Dürüst olarak söylemek gerekirse Trabzonspor’a gelmiş geçmiş en fazla maddi ve manevi katkıyı veren Başbakan şüphesiz RTE’dır.

Ruhlarının uyuşmadığı ve kendisini sevmeyenlerin mazeret olarak “Kendi parasıyla mı yaptırdı?” dediklerinde vicdanlarının “kim kendi parasıyla yaptı?” uyarısını duyar gibiyim.

Bu kişilerin o zamandan bu zamana konuştukları ve ellerinde olan tek sermaye Sayın Başbakan’ın (şimdiki Cumhurbaşkanımız) “Trabzonsporlu  olmaması”dır.  Şu soruyu temiz vicdanlara sormak ve de açık yüreklilikle cevap almak hakkımızdır sanıyorum:

Başbakanlığı döneminde Recep Tayyip Erdoğan’a hiç oy verdiniz mi? Cevabınızı biliyorum: O Trabzonsporlu değil ki?

Peki, o zaman Trabzonsporlu olduğunu her zaman açık açık söyleyen tek Başbakan olan rahmetli Erbakan’a hiç oy verdiniz mi?  Cevabınızı duyamadım !

Bütün bunlara rağmen demek istediğim şudur ki, Trabzonspor siyasi tercihlere asla malzeme yapılmamalıdır. O şehrin ve Trabzonspor’a gönül verenlerin birleştirici çimentosudur.

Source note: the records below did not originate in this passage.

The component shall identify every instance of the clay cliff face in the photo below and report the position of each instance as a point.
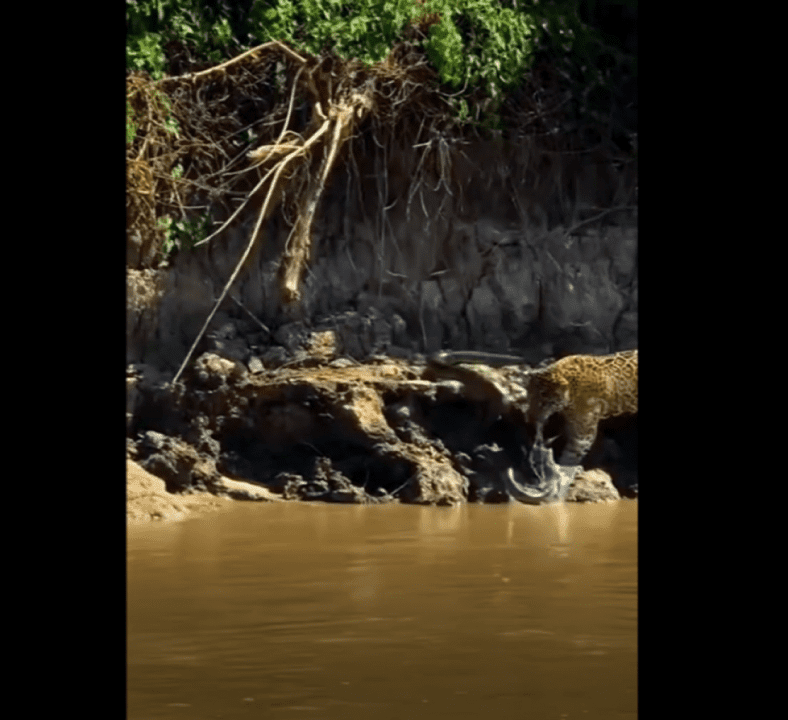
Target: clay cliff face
(501, 249)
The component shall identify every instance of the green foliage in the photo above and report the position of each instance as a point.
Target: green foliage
(151, 24)
(472, 43)
(479, 43)
(183, 234)
(364, 29)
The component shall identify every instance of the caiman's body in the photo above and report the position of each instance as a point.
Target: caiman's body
(474, 368)
(584, 389)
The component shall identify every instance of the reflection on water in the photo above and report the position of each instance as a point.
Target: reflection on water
(332, 611)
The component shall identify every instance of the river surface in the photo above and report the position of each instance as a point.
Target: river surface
(308, 610)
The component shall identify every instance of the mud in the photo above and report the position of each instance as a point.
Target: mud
(336, 430)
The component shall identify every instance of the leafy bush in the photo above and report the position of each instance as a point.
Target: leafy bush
(150, 24)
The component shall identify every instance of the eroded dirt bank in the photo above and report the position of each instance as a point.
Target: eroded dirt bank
(332, 429)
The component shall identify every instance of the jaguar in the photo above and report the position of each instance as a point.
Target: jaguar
(584, 389)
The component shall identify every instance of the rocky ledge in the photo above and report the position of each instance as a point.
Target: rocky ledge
(338, 430)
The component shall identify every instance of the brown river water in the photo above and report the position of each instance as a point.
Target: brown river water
(308, 610)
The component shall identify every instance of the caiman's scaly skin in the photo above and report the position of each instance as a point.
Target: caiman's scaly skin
(449, 358)
(583, 388)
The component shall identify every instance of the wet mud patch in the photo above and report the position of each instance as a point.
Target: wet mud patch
(381, 431)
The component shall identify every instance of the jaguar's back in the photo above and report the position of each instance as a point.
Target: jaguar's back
(584, 389)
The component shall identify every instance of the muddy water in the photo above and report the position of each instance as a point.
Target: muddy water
(387, 612)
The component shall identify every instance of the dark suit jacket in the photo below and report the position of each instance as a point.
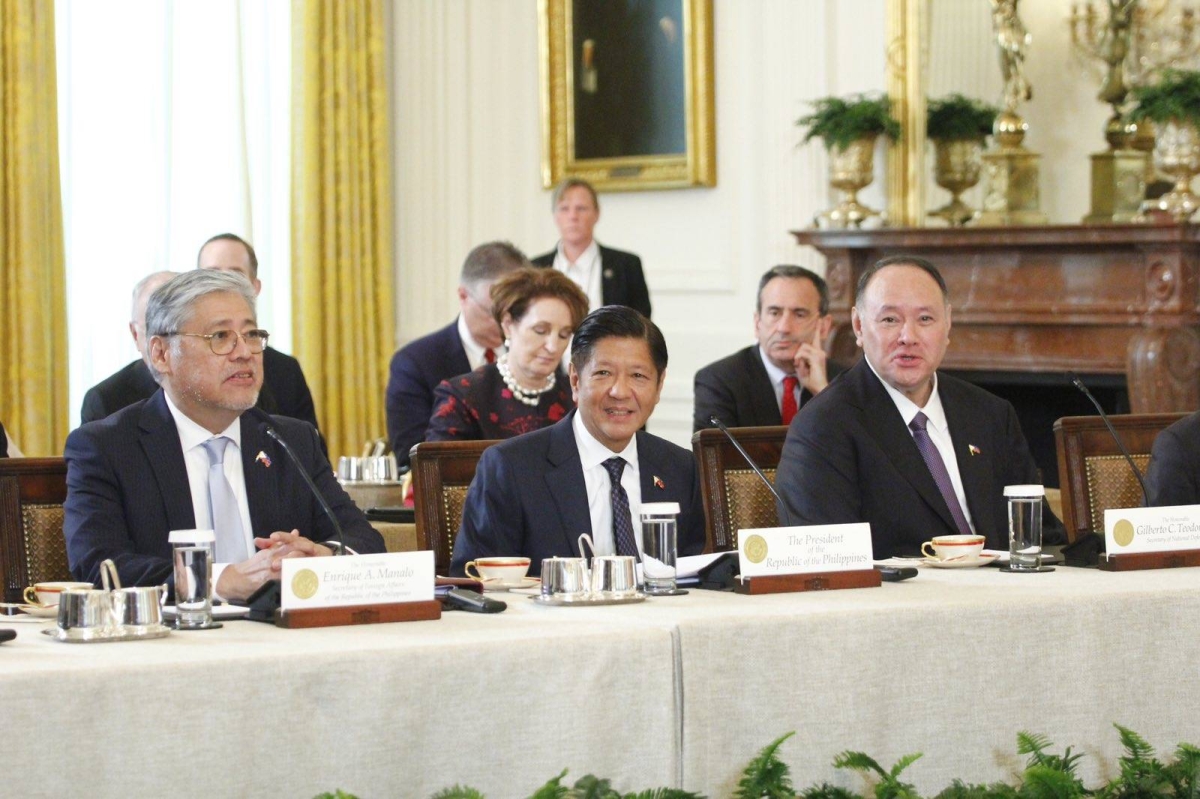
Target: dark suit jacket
(127, 487)
(738, 391)
(849, 457)
(528, 497)
(1173, 476)
(417, 370)
(622, 281)
(285, 390)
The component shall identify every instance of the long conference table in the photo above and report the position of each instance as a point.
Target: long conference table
(673, 691)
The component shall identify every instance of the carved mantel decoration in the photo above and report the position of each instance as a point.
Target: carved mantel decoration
(1120, 299)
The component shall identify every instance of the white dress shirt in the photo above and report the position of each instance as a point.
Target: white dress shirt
(196, 458)
(595, 478)
(585, 271)
(777, 380)
(939, 432)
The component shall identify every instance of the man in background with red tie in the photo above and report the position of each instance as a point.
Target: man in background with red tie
(767, 383)
(898, 444)
(465, 344)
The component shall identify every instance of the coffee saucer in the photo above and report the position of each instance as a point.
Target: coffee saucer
(960, 563)
(495, 584)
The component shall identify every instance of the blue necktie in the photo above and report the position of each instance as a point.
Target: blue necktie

Konunun özeti şudur:  Sayın Cumhurbaşkanımız eski Türkiye’de olan kısır siyasi tartışma zeminine çekilmek istenmektedir. Bu yol doğru bir yol değildir. Bu terkedilmesi gereken bir yanlış uygulamadır. AKSK isim verme süreci Belediye’nin ve daha doğru bir deyişle Trabzon halkının tercihine bağlıdır. Sayın Cumhurbaşkanımızın bilgisi olmadan ve izni alınmadan başlatılan bu süreç Trabzon’da ayrışma ve tartışmanın nedeni haline getirilmemelidir. Bundan hiç kimseye fayda gelmez. Yapılması gereken şey, sebep ne olursa olsun Sayın Cumhurbaşkanımızın bu tip konulardan uzak tutulmasıdır. Bunun  için herkesin elinden geldiğince gerekli hassasiyeti göstermesidir. Ülkenin faydası bunu gerekli kılmaktadır. AKSK içinde yapılmakta olan Stadyumun isim hakkının Trabzonspor tarafından gelir amaçlı kullanılması en uygun olanıdır. Vakit şimdiden bu stadyumu nasıl doldururuz diye kolları sıvama vaktidir. Bunun için konuşmaya da tartışmaya da değer doğrusu!

Özellikle çok değer verdiği hemşehrileri sudan sebepler üreterek Sayın Cumhurbaşkanımızı üzmemelidir. Bilindiği üzere Sayın Cumhurbaşkanımız, üniversitelerin 2014-2015 eğitim öğretim yılı açılışını ilk olarak Trabzon KTÜ (10 Ekim) ve Rize RTÜ’deki (11 Ekim) törenlere katılarak başlatacaktır. Bu tercih Sayın Cumhurbaşkanımızın hemşehrilerine verdiği değerin ayrı bir göstergesi değil midir?